Postponed due to the electoral campaign, and afterwards because of Ramadan, the peace plan President Donald Trump announced is also about to be presented. US officials have already announced the organization of a working conference on economic issues, at the end of June, in Bahrain, an event where this plan’s first elements will be presented. Even conference’s name, "Peace to Prosperity," suggests the approach Trump’s Administration has in the document whose content is known by very few, however predictable for most of the people. Gaza Strip and the West Bank’s economic development, through regional investments, seems to be the way the White House believes that Palestinians can be brought at the negotiating table. Moreover, a number of other adjacent measures are including direct dialogue between both Palestinian entities.

It is unclear, now, whether Israeli and Palestinian delegates will be invited at the conference or not, the conference addressing mainly potential donors, but a Palestinian official said that the Palestinian side will not be part in the economic or political segment of the public presentation of document’s provisions. This gives, from the very beginning, few materialization chances for the provisions of this peace plan.

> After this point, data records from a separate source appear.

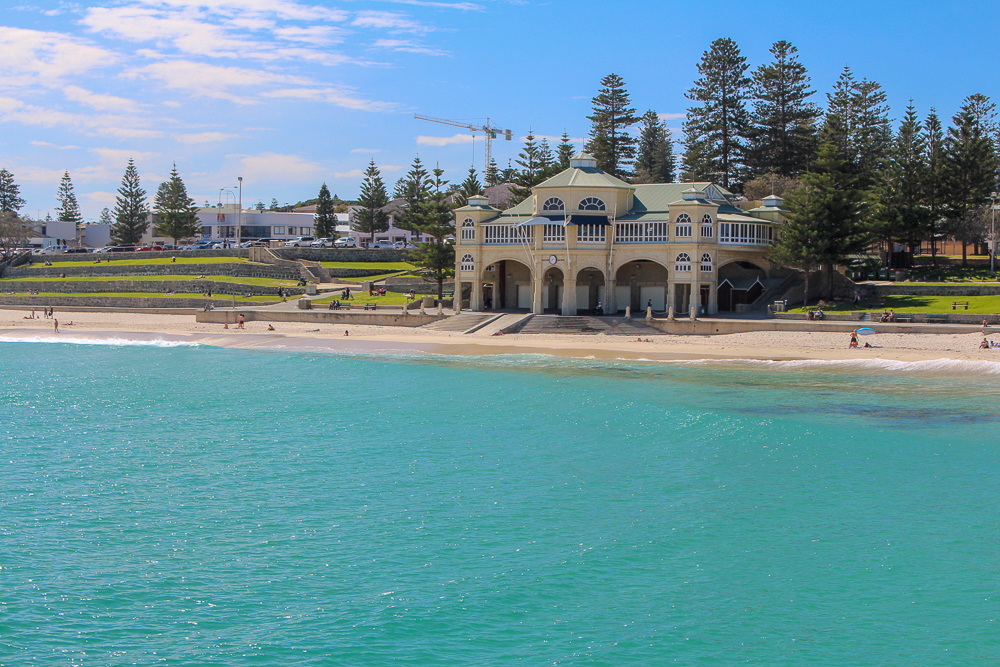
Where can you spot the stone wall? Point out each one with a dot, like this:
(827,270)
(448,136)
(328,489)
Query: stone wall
(956,290)
(113,269)
(189,286)
(332,317)
(341,254)
(101,302)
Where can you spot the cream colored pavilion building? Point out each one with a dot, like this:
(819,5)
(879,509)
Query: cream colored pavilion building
(586,241)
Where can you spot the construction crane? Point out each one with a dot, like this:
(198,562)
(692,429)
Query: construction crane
(488,129)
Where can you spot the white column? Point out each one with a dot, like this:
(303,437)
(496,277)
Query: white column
(569,297)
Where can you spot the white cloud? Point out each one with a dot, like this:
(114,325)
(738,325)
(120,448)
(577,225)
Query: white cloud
(109,125)
(445,141)
(318,35)
(206,80)
(101,197)
(204,137)
(32,58)
(556,140)
(45,144)
(333,96)
(118,156)
(464,6)
(391,21)
(98,101)
(268,167)
(409,46)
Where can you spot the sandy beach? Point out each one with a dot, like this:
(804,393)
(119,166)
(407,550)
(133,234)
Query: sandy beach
(762,345)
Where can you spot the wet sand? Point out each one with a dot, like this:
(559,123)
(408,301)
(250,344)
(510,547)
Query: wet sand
(760,345)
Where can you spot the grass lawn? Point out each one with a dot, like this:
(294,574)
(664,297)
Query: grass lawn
(379,266)
(152,261)
(238,280)
(223,298)
(906,303)
(361,298)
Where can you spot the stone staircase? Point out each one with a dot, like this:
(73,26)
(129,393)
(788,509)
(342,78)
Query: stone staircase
(461,322)
(543,324)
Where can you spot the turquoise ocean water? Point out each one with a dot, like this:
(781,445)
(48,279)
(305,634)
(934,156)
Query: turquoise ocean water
(202,506)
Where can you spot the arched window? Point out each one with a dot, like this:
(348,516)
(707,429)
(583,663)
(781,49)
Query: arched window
(468,230)
(682,230)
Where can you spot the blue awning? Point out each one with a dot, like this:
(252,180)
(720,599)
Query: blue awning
(588,220)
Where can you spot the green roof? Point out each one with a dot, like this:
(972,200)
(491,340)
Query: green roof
(659,196)
(589,177)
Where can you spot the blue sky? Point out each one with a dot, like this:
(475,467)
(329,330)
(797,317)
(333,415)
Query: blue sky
(291,93)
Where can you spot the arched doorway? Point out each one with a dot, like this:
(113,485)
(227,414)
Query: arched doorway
(740,283)
(552,290)
(507,286)
(639,283)
(589,291)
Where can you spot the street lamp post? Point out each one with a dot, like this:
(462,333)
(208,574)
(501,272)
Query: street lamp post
(993,235)
(229,192)
(239,217)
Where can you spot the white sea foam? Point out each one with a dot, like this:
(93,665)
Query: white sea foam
(112,341)
(929,366)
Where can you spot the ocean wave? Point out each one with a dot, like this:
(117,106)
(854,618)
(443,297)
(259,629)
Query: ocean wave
(111,341)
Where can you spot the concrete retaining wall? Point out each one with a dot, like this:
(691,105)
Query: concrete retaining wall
(341,254)
(855,317)
(957,290)
(106,302)
(710,326)
(333,317)
(113,269)
(156,286)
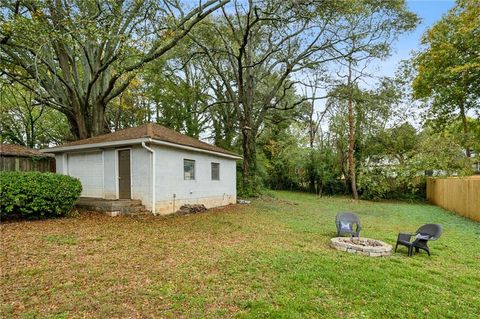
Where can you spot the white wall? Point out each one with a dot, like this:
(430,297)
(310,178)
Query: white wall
(141,175)
(172,190)
(109,174)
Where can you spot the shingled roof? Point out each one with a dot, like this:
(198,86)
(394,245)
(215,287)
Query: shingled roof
(153,131)
(19,150)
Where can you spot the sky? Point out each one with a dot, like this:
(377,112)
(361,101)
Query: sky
(429,11)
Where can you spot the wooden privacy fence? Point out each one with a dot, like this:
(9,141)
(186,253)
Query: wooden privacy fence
(458,194)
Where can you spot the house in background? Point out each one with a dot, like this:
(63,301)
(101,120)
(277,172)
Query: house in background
(161,167)
(20,158)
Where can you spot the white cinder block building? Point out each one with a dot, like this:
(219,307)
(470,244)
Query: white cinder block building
(162,168)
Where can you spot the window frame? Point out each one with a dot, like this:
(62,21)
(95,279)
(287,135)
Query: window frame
(211,171)
(187,160)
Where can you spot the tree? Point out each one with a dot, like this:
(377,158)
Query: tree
(80,55)
(255,49)
(448,69)
(371,28)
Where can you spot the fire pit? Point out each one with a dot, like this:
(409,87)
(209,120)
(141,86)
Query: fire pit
(362,246)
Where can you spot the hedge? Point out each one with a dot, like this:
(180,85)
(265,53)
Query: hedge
(36,194)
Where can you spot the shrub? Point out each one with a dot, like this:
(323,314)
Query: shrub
(37,195)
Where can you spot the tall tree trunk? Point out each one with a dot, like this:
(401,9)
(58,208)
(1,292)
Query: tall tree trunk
(351,148)
(465,130)
(351,134)
(98,119)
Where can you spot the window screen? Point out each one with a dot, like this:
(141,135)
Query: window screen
(188,169)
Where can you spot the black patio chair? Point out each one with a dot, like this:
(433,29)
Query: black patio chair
(348,223)
(420,238)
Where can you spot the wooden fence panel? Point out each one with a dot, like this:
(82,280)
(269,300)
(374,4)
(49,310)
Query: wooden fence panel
(16,163)
(458,194)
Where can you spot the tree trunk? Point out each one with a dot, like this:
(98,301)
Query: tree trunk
(249,159)
(351,148)
(465,130)
(98,119)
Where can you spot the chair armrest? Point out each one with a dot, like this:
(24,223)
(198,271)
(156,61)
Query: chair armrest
(404,236)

Also something on security
Also in May, in the three years of political penance (when former Israeli army chiefs are banned from political activities), but also wanting to stay in the public life, Lieutenant General (r.) Gadi Eizenkot, the former Chief of the Israeli Defence Forces would summarize the current threats Israel faces. General's presentation came after an exhibition held at the Washington Institute and, of course, referred to the already known field, national security. The list of threats is short, yet relevant:

- Possible unconventional threats from Iran, but also as chemical weapons held by other regional actors;

- Conventional warfare threats;

- Threats coming from fundamentalist groups in the region;

- Cyber-threats.
Enjoying this rare five-year period without a major conflict, Israel continues to be on the alert, facing at least four directions/fronts where tensions can escalate at any time. It is, however, a different period from a few years ago. At that time, the Israeli army was either in direct confrontation or getting ready for war. Currently, the used concept is a "campaign inside the walls", a sophisticated and preventive approach, which has kept under control the tensions, especially at the border with Gaza Strip.

As I was saying, May was…

... there are complicated times for Israel. The elections are gone, yet not completed, through the vote of a new government. Eurovision has been praised, criticized, flattered, but it is also gone and the National Television Company / Israel Public Broadcasting Corporation / Kan is going to pay its debts. The leader of a fulcrum party for the local political scene sets conditions to the leader who just sent the history book, with a chapter about himself, to typography. The opposition, led by generals who are trying out their new politicians' suits, is back on the streets, trying to sweeten electoral defeat’s bitterness. Palestinians do not want to hear about President Trump's peace plan, and Israeli Arabs, through their Knesset deputies, do not want to listen the Israeli national anthem. The celebration days are concurrent to commemoration days. Borders’ concrete walls are present also inside the country, through the invisible borders between communities.

Word to an American movie: “It’s complicated!”